Friday, March 25, 2011

Special report: Can an Italian Elvis make Fiat-Chrysler dance?

Reuters

Credit: Reuters/Alessandro Bianchi
GENEVA, Switzerland | Fri Mar 25, 2011 2:39am EDT

Fiat SpA and Chrysler LLC Chief Executive Officer Sergio Marchionne (L) looks back as he attends a meeting with Italy's Prime Minister Silvio Berlusconi (R) at the Chigi palace in Rome February 12, 2011. REUTERS/Alessandro Bianchi
Fiat SpA and Chrysler LLC Chief Executive Officer Sergio Marchionne (L) looks back as he attends a meeting with Italy's Prime Minister Silvio Berlusconi (R) at the Chigi palace in Rome February 12, 2011.
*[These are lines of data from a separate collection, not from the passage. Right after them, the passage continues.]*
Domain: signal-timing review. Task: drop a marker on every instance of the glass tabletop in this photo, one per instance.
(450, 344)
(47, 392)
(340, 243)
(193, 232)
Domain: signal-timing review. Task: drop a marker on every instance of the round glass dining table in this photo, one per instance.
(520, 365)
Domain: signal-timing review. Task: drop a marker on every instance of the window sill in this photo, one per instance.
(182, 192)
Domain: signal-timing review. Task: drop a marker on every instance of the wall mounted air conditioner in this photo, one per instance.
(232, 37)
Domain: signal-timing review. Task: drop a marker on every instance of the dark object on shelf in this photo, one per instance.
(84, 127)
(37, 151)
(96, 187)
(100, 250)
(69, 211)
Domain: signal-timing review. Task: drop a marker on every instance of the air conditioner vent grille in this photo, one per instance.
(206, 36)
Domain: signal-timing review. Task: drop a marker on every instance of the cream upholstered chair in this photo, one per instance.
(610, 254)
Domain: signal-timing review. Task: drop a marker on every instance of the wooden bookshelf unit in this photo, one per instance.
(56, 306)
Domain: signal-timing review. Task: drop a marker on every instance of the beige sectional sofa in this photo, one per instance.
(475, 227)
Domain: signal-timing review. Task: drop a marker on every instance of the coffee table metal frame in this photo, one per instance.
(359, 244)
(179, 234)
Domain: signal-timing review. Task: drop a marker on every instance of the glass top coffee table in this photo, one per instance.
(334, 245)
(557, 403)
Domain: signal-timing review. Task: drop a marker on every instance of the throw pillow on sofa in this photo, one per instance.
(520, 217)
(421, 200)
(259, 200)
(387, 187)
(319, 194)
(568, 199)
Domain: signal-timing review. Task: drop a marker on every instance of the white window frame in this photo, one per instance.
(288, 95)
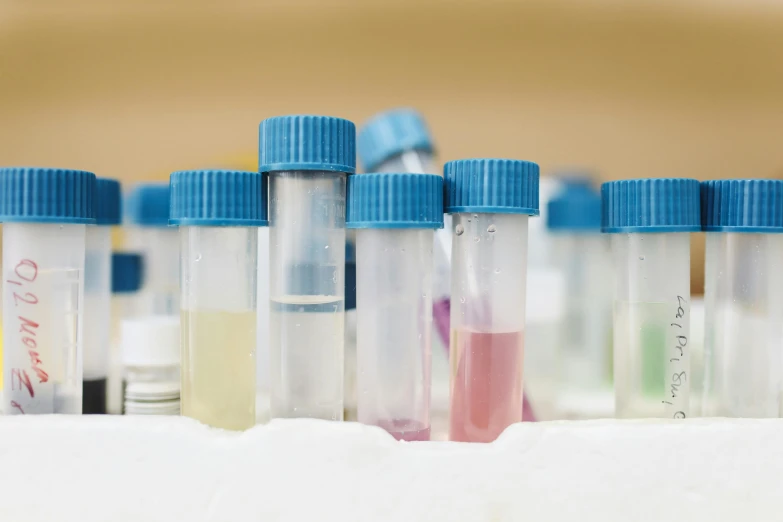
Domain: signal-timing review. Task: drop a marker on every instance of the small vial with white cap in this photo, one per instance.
(45, 213)
(650, 221)
(97, 296)
(490, 201)
(743, 298)
(395, 216)
(127, 272)
(151, 365)
(148, 232)
(218, 213)
(309, 159)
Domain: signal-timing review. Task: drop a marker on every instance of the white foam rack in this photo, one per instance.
(164, 469)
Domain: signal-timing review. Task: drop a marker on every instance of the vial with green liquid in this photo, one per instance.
(650, 221)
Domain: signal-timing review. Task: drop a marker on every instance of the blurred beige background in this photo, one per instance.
(645, 88)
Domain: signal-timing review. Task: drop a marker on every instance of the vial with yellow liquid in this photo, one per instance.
(218, 213)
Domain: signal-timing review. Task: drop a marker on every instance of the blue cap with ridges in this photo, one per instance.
(108, 202)
(218, 198)
(46, 195)
(742, 205)
(148, 205)
(491, 186)
(391, 133)
(650, 205)
(305, 142)
(127, 272)
(395, 201)
(577, 208)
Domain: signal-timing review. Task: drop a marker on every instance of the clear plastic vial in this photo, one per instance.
(218, 213)
(148, 232)
(490, 201)
(45, 213)
(308, 159)
(151, 368)
(743, 298)
(581, 253)
(395, 216)
(399, 140)
(126, 278)
(650, 221)
(97, 296)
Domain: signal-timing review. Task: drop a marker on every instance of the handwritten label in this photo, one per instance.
(677, 399)
(28, 379)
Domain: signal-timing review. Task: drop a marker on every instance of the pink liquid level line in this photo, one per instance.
(406, 429)
(486, 395)
(441, 315)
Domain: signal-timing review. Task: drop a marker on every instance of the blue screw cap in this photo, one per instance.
(127, 272)
(108, 202)
(577, 208)
(650, 205)
(218, 198)
(46, 195)
(302, 142)
(491, 186)
(742, 205)
(395, 201)
(148, 205)
(391, 133)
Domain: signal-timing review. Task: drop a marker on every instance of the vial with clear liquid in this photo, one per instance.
(743, 298)
(218, 213)
(395, 216)
(45, 213)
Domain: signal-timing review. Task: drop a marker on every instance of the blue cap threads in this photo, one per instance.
(304, 142)
(148, 205)
(395, 201)
(575, 209)
(491, 186)
(46, 195)
(391, 133)
(742, 205)
(650, 205)
(108, 202)
(218, 198)
(127, 272)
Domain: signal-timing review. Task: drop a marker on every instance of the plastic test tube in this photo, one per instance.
(149, 233)
(399, 140)
(396, 216)
(308, 159)
(127, 272)
(582, 254)
(650, 221)
(490, 201)
(218, 213)
(97, 296)
(45, 213)
(743, 294)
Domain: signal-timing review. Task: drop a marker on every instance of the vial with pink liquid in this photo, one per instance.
(395, 217)
(490, 201)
GENEVA, Switzerland (Reuters) - The doors of the Geneva Motor Show have just slid open and immediately throngs of reporters and camera crews scramble to reach Fiat's stand. The Italian carmaker is unveiling the Freemont, one of its first models to borrow from the Chrysler playbook since it took a stake in the Detroit auto giant after its 2009 bankruptcy.
But the media isn't here for the car. They want Sergio.
Sergio Marchionne, who runs both Fiat and Chrysler, has a rock star appeal you don't see anywhere else in the global car industry these days. After two hours, he finally appears, tieless, in a dark turtleneck sweater over a white-and-blue checked shirt. As always, he's wearing laceless shoes. Laces take too much time.
"Don't look at me," the Italian-Canadian drawls. "Look at the cars and how beautiful they are." Before taking questions, he keeps everyone waiting until the last Fiat brand presentation is over.
"Why is it like that?" asks one of his helpers, after the scrum has cleared. "This doesn't happen with other car CEOs."
Maybe it's because so much is riding on Marchionne. The car boss is trying to bring together two firms that have struggled in their respective markets for the past decade or so. This year he has to refinance billions of dollars of Chrysler debt and take the company public, with an initial public offering expected in the second half of the year. The plan also calls for Fiat to bump up its stake in Chrysler to 51 percent, and get the freshly combined group melded and motivated to lift its vehicle sales by more than 80 percent by 2014.
"This seems a Herculean task, even for a gifted manager such as Sergio Marchionne," says Thierry Huon, who heads the automotive team of Exane BNP Paribas.
It's also a huge gamble. In what's sure to be a landmark in the IPO calendar, watched by trade unions and politicians from Washington to Rome, Marchionne must sell the story of Chrysler and its partnership with Fiat as one of growth -- despite a fragile economic backdrop, scant presence in the world's largest auto market, China, and a truck-heavy vehicle lineup that's ill-suited for surging oil prices.
Investment bankers are licking their lips.
"He's like the Elvis Presley of the industry right now," said one U.S. banker who knows Marchionne well. "Not only because Fiat had been doing better and he's getting a lot of accolades for turning Fiat around. But it looks like he cut himself a great deal on Chrysler so he's looking like the smart guy in the room right now."
He charms the media. He barely sleeps. He's almost always in a slouchy black sweater, rain or shine, though he will occasionally don a tie if he happens to have a meeting in the Vatican or at the Italian Parliament.
If he does revitalize Chrysler, he will be doing something that eluded its two previous owners: Daimler AG, one of the world's most respected auto makers, and Cerberus Capital Management, a deep-pocketed Wall Street private equity group.
THE BOSS
The son of an Italian "carabiniere" -- a member of the Italian paramilitary police -- Marchionne was born and raised in the impoverished central region of Abruzzi. His family moved to Toronto when he was 14 to escape what his father viewed as the confines of an Italian society obsessed with status over talent. The future finance-wizard started off by studying philosophy in Toronto, but quickly moved to law and accounting.
His background is in finance, not autos, but Marchionne earned kudos for his turnaround skills in 2004/5 when he saved Fiat, Italy's biggest industrial group with a century of history and a 200,000-strong global workforce, from near bankruptcy. The firm escaped a forced marriage with General Motors with $2 billion cash. He took the top job at Chrysler in 2009, hoping to follow in the footsteps of Italian-American businessman Lee Iacocca, the architect of Chrysler's revival in the 1980s. Iacocca had made his name with the pitch: "If you know a better car, buy it."